The “detrimental consequences” of men in the overall cohort who received a concurrent BRI on the median time to first SRE was most notable in men with low-volume disease among whom there was a greater than 2-fold risk of experiencing an SRE compared with those who did not receive a BRI, at a HR of 2.29 (95% CI, 1.57-3.35; P<0.001).

Again in contrast, patients with high-volume disease treated with an additional BRI experienced a 30% delay in the median time to first SRE compared with those in the abiraterone acetate/prednisone alone cohort, at a HR of 0.70 (95% CI, 0.48-1.03; P=0.07), Francini and colleagues observed, even though this association was not statistically significant.

Commenting on the findings, Samuel Takvorian MD, and Naomi Haas, MD, both from the Perelman School of Medicine, University of Pennsylvania, Philadelphia, pointed out that international guidelines endorse the use of either zoledronic acid or denosumab for the treatment of men with mCRPC and bone metastases even though neither agent has been shown to confer an OS benefit in any randomized study to date.

Moreover, studies evaluating the efficacy of both BRIs in men with mCRPC were carried out prior to the approval of contemporary treatments for mCRPC including abiraterone acetate.

“Thus, the benefits of zoledronic acid and denosumab in combination with contemporary drugs for the treatment of mCRPC remain incompletely understood,” the editorialists observed. “Moreover, the study supports the hypothesis that BRIs may be particularly important for men with high-volume metastases, a hypothesis that warrants prospective testing in future studies.”

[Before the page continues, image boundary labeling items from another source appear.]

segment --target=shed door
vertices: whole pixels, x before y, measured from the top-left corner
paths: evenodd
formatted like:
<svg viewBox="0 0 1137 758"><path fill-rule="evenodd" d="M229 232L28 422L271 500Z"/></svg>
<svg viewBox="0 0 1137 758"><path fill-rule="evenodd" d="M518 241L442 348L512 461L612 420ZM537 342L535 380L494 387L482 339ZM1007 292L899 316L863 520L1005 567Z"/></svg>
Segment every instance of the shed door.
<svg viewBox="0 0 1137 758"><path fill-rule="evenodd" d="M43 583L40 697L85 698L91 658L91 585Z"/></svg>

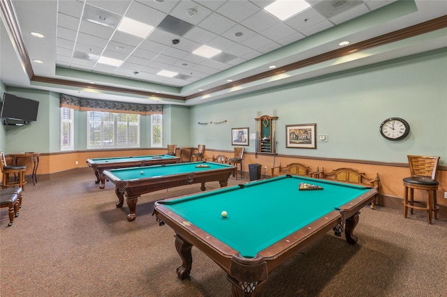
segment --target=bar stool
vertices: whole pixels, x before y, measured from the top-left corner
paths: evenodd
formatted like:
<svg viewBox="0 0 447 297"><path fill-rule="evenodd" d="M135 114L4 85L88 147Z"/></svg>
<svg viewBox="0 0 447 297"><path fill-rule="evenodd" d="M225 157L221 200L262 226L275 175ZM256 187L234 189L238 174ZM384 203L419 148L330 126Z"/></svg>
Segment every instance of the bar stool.
<svg viewBox="0 0 447 297"><path fill-rule="evenodd" d="M436 191L438 190L439 183L436 180L438 172L438 164L440 157L432 157L427 155L408 155L408 162L410 166L411 176L404 178L404 218L406 218L407 210L410 208L411 213L413 210L427 211L427 220L432 224L432 214L437 220L437 211L439 207L437 205ZM421 203L424 206L417 206L414 205L414 190L423 190L427 191L426 201Z"/></svg>
<svg viewBox="0 0 447 297"><path fill-rule="evenodd" d="M27 183L25 181L25 171L27 170L26 166L20 165L10 165L6 164L6 158L3 152L0 152L0 160L1 163L1 172L3 172L3 183L1 184L1 188L5 189L9 187L20 187L24 190L24 185ZM17 176L16 176L17 174ZM13 181L11 181L10 178L13 175Z"/></svg>

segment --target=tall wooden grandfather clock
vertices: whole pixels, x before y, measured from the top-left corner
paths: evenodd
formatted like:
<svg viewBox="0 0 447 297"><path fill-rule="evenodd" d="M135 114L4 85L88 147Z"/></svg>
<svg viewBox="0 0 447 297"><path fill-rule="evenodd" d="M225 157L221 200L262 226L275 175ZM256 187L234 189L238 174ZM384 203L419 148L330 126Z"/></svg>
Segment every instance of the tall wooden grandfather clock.
<svg viewBox="0 0 447 297"><path fill-rule="evenodd" d="M256 153L276 153L277 116L262 116L256 120Z"/></svg>

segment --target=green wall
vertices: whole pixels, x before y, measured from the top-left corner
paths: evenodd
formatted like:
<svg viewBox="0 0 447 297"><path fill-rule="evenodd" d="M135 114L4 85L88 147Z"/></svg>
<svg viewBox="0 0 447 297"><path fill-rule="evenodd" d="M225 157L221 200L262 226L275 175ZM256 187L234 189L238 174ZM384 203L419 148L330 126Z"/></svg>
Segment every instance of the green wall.
<svg viewBox="0 0 447 297"><path fill-rule="evenodd" d="M233 150L232 128L256 131L261 115L276 115L280 154L406 162L406 155L441 156L447 164L447 48L347 70L304 82L197 106L163 106L163 146ZM59 94L5 86L1 92L40 101L38 121L29 125L2 125L0 149L6 153L59 151ZM401 117L411 126L404 139L383 138L380 123ZM87 148L87 112L76 111L75 150ZM149 147L149 116L142 116L141 147ZM215 123L226 121L224 123ZM198 122L207 123L199 125ZM316 123L328 142L316 149L286 148L286 125ZM247 151L254 152L249 140Z"/></svg>
<svg viewBox="0 0 447 297"><path fill-rule="evenodd" d="M280 154L406 162L406 155L441 156L447 164L447 49L308 79L270 90L192 107L191 143L231 150L232 128L256 131L258 112L279 117ZM406 120L410 135L383 138L387 118ZM227 120L225 124L201 125ZM316 149L286 148L286 125L316 123L328 142ZM255 151L250 140L246 151Z"/></svg>

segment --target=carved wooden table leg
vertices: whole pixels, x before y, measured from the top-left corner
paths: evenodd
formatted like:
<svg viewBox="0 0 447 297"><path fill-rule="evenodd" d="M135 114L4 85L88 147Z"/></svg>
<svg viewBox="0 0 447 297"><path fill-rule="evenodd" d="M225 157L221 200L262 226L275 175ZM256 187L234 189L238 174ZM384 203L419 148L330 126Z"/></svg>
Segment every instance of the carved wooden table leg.
<svg viewBox="0 0 447 297"><path fill-rule="evenodd" d="M191 273L193 265L193 257L191 254L191 249L193 245L182 238L175 234L175 248L182 259L182 266L177 267L177 275L180 280L184 280Z"/></svg>
<svg viewBox="0 0 447 297"><path fill-rule="evenodd" d="M346 222L344 234L346 237L346 241L351 245L357 243L357 236L353 234L353 232L354 231L354 228L356 228L356 226L357 226L357 224L358 223L358 215L360 214L360 213L359 212L355 213L352 217L349 218Z"/></svg>
<svg viewBox="0 0 447 297"><path fill-rule="evenodd" d="M137 202L138 201L139 197L140 196L126 197L126 203L127 203L127 206L129 206L129 210L130 212L130 213L127 215L127 220L129 222L135 220L135 219L137 217L137 215L135 213Z"/></svg>

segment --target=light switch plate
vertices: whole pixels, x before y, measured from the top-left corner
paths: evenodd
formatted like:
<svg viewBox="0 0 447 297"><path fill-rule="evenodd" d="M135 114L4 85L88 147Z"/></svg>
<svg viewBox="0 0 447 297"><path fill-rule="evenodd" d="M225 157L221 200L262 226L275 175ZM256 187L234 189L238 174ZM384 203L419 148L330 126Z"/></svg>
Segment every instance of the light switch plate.
<svg viewBox="0 0 447 297"><path fill-rule="evenodd" d="M328 135L318 135L318 142L328 142Z"/></svg>

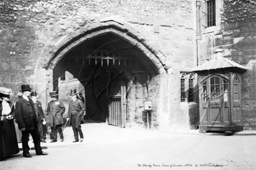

At the same time, the study exposes real-world practice patterns across major hospital systems in the US, Europe and Canada where despite being endorsed by international guidelines, over 70% of men in the study received abiraterone acetate plus prednisone alone and did not receive an additional BRI, as guidelines recommend.

“This gap is particularly noteworthy given the study’s main finding of improved overall survival with concomitant bone-targeted therapy,” as the editorialists suggested.

On the other hand, the study found no association between the specific bone agent used and OS, a fact that is important given the substantial cost differential between zoledronic acid at about $140 per year versus about $29,000 a year for denosumab.

“As the authors admit, an important limitation of their study is its underrepresentation of patients from racial and ethnic minority groups, who often present with particularly aggressive prostate cancer and [who thus] stand to benefit from these therapies,” Takvorian and Haas underscored.

“[U]nderrepresentation of racial and ethnic minority groups is endemic in cancer clinical trials and…a renewed focus on suitable participation in clinical research is needed,” as they observed.

In the meantime, the most important lesson learned from the study, in the editorialists’ opinion, is that the majority of men with mCRPC are still not being treated with guideline-recommended BRIs.

“Should they be? The answer is still yes,” Takvorian and Haas emphasized.

  1. The addition of either zoledronic acid or denosumab to first-line treatment with abiraterone acetate plus prednisone in men with mCRPC and bone metastases improved overall survival compared with first-line treatment alone, especially in patients with high-volume disease.

  2. The majority of men with mCRPC and bone metastases still receive only first-line treatment alone with abiraterone acetate plus prednisone despite international recommendations to use a bone resorptive inhibitor as well in this particular patient population.

Pam Harrison, Contributing Writer, BreakingMED™

Francini reported receiving grants from Roche Italia as well as personal fees for research travel from Janssen-Cilag.

The editorialists had no conflicts of interest to declare.